The ACLU includes one paragraph to attack the underlying problem of DRE itself:
In addition, the DRE Protocol is itself riddled with flaws, based on discredited studies, and irresponsibly entrusts police officers with performing essentially medical or scientific tests.”
Yet this is the weakest part of the complaint. There are no studies cited, crediting or discrediting DRE. The ACLU doesn’t even bother to identify the 12 steps or point out flaws in any of them. If you want to win against improper field testing, don’t start with the labels, start with the conduct. In Bravo v. State, the Georgia Court of Appeals used the name but tossed the test:
After the trial court denied Bravo’s motion in limine, Nash testified that “to [hi]s knowledge[, the HGN test] is reliable in approximating [a person’s BAC].” Nash, who had approximately 930 hours in traffic enforcement training, attended the Drug Recognition Expert (“DRE”) program, and had performed the HGN test “a couple thousand times,” explained that he received training regarding the correlation between the HGN and vertical nystagmus tests and a person’s BAC. According to Nash, the DRE issued a “matrix card” which contained various “reference material” regarding the procedure. Nash also testified that the National Highway Traffic Safety Administration (“NHTSA”) conducted studies in 1977, 1983, 1986, and 1987 regarding the accuracy rate for estimating a person’s BAC based on HGN tests, and the 1987 study revealed that the method was 96 percent accurate. On cross-examination, however, Nash explained that the 1977 study evaluated the accuracy of using the HGN test and other field sobriety tests to determine whether a person’s BAC was 0.10 grams or higher.

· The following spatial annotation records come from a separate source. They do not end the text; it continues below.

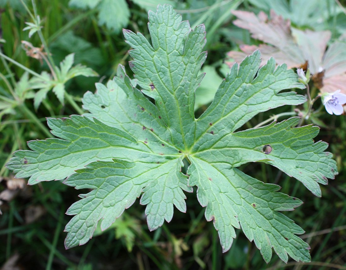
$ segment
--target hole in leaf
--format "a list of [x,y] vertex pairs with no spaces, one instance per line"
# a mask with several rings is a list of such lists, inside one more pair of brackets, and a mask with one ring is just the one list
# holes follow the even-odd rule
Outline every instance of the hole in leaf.
[[266,145],[263,147],[263,152],[266,155],[270,154],[273,148],[269,145]]

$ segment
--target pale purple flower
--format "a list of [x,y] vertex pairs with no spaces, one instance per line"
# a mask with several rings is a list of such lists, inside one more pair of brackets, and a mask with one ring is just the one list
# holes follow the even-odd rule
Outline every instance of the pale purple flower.
[[299,78],[303,81],[302,82],[303,82],[304,84],[307,83],[308,79],[306,78],[306,76],[305,76],[305,73],[304,72],[302,68],[297,68],[297,74],[298,74],[298,76],[299,77]]
[[344,112],[343,105],[346,103],[346,95],[340,93],[340,91],[339,89],[322,95],[323,105],[330,114],[339,115]]

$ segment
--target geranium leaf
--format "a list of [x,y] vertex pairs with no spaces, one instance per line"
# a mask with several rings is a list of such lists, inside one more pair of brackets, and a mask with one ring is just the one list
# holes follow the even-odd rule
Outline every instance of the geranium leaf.
[[[149,20],[151,43],[124,31],[134,48],[130,66],[142,89],[119,65],[106,86],[97,84],[95,93],[85,94],[89,113],[48,119],[57,138],[29,142],[31,150],[15,152],[7,167],[17,177],[30,177],[30,184],[66,178],[65,184],[92,189],[68,210],[74,216],[65,228],[66,248],[88,242],[98,224],[102,230],[109,227],[141,195],[148,226],[155,230],[171,221],[174,206],[186,211],[183,191],[195,186],[224,251],[235,237],[234,228],[241,228],[266,262],[272,248],[285,262],[289,256],[309,261],[309,246],[297,235],[303,231],[278,212],[292,210],[301,201],[237,167],[265,162],[320,196],[319,184],[337,173],[331,154],[323,152],[327,144],[313,143],[318,128],[295,128],[299,119],[293,118],[236,132],[261,112],[304,103],[294,92],[280,92],[304,86],[272,58],[260,68],[257,51],[233,65],[196,119],[195,91],[206,55],[204,27],[193,30],[166,5],[150,12]],[[181,172],[184,159],[190,163],[188,176]]]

Pretermitting whether we can consider Nash’s testimony given after the motion in limine was denied in deciding whether the trial court abused its discretion in so ruling, his testimony falls short of establishing that the method at issue has reached a scientific stage of verifiable certainty.
Prove that the methods are unscientific and it doesn’t matter whether the witness uses Dr. DRE as a stage name. Instead, by not attacking the methods, the ACLU’s approach has the possibility of creating a result where the court could find the plaintiffs’ rights were violated because a “watered-down version” of the test was used, without deciding whether the DRE test implemented “properly” is constitutional. If the ACLU wants to do away with DRE entirely, it should have picked a case where the DRE methods were followed to the letter and allege that they still should be found unconstitutional.
The judge isn’t going to give the ACLU a “big” win where a “small” win will do. If the ACLU wins at all. See, e.g., Love v. Tift … oh, never mind.
Don’t win the battle and lose the war. If the Court rules as stated above, some prosecutor down the road will cite this case, saying that “watered-down versions” are improper, so the regular version must be proper. Quotation and citation neatly edited, of course.
Voilà! Court-approved DRE…thanks to the ACLU.